Face à cette évolution qui fait des IFRS le langage comptable international, le Maroc n’avait pas d’autre choix que de s’arrimer à ce mouvement, sous peine d’être marginalisé. Mais il ne sera pas possible de tenir le même calendrier que l’Europe.
«Toute entreprise qui souhaite évoluer sur les marchés internationaux devra tenir compte des normes IAS. Il faut savoir qu’actuellement au Maroc nous souffrons d’une hétérogénéité des normes comptables nationales », déclarait Abdelkader Boukhriss, président du syndicat des experts-comptables, lors d’un entretien. Ce phénomène pose quelques difficultés aux sociétés marocaines qui souhaitent recourir à des investisseurs internationaux. « D’où la nécessité pour nos entreprises de parler le même ‘ langage comptable » pratiqué à l’échelle internationale », précisait l’expert,.

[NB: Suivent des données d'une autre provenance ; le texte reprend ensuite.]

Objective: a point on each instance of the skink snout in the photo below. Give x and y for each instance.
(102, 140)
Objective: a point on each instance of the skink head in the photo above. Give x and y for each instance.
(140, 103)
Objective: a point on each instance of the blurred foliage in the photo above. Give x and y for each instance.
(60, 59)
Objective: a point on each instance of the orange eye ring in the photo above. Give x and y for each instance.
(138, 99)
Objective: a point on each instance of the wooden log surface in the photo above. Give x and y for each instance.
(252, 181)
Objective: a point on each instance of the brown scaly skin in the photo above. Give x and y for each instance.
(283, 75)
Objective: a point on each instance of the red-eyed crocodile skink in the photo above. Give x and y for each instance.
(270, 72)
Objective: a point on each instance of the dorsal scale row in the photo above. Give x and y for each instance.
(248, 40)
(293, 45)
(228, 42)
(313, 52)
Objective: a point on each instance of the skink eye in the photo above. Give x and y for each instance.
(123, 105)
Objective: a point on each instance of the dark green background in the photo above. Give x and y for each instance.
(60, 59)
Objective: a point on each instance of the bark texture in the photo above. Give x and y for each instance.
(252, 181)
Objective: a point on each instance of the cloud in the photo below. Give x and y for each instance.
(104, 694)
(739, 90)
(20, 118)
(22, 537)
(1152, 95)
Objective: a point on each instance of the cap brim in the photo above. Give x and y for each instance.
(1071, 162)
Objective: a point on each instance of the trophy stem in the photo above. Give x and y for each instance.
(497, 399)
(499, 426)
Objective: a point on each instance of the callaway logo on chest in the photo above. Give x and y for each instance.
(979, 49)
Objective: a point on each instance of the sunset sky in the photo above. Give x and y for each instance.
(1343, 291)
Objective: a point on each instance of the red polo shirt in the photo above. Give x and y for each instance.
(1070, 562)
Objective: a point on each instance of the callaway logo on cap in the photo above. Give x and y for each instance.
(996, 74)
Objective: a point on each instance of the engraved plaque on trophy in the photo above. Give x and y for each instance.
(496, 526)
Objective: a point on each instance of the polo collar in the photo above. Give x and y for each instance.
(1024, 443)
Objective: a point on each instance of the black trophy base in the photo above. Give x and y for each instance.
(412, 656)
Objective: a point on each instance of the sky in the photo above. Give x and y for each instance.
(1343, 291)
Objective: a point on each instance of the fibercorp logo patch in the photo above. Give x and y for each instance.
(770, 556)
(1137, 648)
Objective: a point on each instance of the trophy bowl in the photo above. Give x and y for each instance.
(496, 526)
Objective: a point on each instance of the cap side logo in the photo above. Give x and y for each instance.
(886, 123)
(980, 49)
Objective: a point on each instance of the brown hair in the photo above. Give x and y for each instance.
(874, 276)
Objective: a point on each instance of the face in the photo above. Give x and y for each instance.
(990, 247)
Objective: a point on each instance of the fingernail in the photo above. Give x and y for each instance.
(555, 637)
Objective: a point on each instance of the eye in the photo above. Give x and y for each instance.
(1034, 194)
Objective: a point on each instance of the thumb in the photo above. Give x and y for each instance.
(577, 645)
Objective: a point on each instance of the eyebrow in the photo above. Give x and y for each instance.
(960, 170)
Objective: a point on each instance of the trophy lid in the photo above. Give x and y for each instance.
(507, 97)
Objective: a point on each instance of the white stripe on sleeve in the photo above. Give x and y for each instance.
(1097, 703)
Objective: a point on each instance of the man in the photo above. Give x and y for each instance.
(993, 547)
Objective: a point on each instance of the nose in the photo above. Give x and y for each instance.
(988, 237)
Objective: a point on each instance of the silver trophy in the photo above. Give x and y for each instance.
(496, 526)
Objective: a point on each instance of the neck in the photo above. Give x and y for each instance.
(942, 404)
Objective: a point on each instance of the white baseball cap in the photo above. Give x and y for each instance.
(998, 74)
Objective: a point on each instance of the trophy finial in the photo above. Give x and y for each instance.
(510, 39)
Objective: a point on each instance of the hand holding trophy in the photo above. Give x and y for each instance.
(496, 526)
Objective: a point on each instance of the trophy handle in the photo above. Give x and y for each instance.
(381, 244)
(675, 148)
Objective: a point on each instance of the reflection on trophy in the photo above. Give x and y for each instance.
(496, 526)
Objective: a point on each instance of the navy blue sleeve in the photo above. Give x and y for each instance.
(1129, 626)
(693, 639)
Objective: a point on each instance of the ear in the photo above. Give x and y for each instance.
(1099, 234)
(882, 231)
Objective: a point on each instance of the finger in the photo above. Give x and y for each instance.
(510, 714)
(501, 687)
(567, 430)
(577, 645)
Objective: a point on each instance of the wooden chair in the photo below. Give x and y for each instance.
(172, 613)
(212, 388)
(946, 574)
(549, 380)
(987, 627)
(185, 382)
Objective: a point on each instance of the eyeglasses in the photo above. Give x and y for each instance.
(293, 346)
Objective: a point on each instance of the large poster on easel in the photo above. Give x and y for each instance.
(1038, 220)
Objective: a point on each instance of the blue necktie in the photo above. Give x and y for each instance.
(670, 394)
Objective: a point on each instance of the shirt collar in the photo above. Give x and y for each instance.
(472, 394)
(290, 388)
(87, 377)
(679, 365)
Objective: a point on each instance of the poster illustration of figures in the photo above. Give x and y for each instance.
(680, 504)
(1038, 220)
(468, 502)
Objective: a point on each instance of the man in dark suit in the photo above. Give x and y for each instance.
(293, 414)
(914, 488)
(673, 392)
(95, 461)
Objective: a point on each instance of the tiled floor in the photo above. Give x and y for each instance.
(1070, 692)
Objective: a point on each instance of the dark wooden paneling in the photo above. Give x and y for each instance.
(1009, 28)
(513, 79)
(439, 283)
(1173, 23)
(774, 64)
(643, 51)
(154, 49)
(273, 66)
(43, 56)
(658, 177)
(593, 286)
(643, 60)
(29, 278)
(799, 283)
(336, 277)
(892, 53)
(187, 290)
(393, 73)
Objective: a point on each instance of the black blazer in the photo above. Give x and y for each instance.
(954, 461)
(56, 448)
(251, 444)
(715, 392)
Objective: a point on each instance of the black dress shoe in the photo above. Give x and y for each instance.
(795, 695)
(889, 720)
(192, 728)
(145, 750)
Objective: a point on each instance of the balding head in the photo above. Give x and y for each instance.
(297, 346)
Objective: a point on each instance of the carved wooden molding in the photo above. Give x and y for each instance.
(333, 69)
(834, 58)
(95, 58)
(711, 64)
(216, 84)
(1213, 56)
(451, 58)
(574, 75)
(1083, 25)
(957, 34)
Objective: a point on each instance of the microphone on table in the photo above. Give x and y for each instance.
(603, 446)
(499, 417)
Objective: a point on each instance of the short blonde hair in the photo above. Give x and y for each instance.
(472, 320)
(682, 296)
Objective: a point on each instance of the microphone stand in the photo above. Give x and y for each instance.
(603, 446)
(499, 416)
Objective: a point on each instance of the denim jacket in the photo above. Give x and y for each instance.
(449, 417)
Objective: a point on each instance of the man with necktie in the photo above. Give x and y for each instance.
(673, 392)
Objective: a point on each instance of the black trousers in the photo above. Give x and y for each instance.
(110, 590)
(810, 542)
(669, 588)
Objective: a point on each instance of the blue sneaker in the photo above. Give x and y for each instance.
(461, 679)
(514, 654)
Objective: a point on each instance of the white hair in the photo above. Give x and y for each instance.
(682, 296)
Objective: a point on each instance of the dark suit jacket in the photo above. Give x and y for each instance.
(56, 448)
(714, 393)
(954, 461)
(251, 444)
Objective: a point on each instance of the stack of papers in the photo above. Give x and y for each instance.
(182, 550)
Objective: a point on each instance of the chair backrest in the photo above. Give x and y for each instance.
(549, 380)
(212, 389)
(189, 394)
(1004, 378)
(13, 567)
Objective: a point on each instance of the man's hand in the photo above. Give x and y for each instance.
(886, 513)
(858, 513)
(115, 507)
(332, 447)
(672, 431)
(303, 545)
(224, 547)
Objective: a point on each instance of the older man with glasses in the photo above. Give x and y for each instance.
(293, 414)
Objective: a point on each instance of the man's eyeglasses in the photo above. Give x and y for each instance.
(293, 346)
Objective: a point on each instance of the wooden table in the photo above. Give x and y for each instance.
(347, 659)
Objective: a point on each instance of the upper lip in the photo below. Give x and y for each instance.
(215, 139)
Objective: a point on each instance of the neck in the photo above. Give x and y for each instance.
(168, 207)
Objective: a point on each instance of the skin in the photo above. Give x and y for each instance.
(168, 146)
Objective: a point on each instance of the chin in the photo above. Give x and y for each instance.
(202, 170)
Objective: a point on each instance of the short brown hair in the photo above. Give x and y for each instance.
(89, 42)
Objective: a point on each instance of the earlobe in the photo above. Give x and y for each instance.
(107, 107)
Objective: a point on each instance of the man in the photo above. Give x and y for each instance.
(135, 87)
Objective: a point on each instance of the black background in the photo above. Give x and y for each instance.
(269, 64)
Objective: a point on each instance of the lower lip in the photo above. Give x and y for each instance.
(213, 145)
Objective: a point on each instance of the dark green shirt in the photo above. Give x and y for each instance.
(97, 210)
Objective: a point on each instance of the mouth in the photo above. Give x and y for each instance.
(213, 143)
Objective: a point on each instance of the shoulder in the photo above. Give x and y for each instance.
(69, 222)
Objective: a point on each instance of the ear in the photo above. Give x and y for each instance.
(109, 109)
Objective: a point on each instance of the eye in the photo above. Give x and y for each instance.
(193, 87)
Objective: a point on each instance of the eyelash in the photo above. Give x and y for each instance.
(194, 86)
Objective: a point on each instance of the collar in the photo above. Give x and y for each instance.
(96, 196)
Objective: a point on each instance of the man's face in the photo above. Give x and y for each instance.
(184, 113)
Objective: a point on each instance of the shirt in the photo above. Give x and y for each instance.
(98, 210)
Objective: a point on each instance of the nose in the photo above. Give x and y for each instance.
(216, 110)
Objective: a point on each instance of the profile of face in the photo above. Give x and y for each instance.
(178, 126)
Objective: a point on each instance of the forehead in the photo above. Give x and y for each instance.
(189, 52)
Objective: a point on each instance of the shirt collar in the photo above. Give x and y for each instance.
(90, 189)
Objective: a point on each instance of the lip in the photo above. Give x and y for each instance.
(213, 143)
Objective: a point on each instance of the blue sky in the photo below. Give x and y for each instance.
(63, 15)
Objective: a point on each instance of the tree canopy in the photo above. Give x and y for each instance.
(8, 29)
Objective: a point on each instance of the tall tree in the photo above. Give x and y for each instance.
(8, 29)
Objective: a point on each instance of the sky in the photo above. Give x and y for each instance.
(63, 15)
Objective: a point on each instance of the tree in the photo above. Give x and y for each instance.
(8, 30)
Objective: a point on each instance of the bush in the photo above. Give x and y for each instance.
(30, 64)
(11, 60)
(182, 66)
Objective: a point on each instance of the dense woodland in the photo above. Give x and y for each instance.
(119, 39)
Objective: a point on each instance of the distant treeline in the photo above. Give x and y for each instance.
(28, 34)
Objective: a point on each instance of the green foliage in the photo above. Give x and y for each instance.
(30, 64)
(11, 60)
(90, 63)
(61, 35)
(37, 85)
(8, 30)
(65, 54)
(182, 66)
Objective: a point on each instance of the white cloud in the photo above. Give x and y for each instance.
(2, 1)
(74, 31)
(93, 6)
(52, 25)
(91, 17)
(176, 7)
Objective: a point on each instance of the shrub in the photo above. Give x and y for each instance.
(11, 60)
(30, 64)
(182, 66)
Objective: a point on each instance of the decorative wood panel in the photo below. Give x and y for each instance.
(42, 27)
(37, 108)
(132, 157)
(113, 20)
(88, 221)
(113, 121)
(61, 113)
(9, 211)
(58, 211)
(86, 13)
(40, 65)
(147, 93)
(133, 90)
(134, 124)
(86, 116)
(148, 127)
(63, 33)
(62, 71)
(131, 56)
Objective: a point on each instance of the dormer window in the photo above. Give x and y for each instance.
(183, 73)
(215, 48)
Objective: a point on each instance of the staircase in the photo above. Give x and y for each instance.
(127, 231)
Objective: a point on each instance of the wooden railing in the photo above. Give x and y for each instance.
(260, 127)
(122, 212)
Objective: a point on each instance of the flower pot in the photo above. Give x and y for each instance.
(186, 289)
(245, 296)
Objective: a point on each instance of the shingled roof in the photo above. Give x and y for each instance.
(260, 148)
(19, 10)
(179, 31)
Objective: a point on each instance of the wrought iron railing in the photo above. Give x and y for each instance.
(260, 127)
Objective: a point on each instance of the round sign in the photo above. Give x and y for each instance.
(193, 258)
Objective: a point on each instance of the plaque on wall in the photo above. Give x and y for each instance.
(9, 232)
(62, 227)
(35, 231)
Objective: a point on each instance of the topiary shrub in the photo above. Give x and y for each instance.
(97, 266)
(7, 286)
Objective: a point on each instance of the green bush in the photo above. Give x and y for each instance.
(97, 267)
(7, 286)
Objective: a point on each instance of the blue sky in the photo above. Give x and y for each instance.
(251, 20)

Quant aux sociétés marocaines filiales des groupes européens, la problématique réside dans le fait qu’elles sont souvent obligées de présenter leur comptabilité de deux manières différentes (référentiel national et référentiel utilisé par la société mère). D’autre part, pour les institutions financières marocaines, elles auront du mal à émettre des titres sur les marchés internationaux. Donc, la mise à niveau comptable est aussi à inscrire au chapitre des urgences
Le Maroc doit continuer à s’accrocher au train pour ne pas être décroché du fait de l’arrimage de son économie à l’espace européen. Par ailleurs, ce chantier ne nécessite pas un investissement très coûteux, mais le retour est important en termes de crédibilité et d’image. Il reste que l’immense majorité de la population des firmes marocaines n’est pas concernée par les standards IAS-IFRS.
La normalisation ne se fera pas que par le haut. Le Conseil national de la comptabilité (CNC) s’est penché sur l’examen d’un projet de référentiel destiné aux toutes petites entreprises (TPE), un élément qui faisait cruellement défaut jusqu’à présent.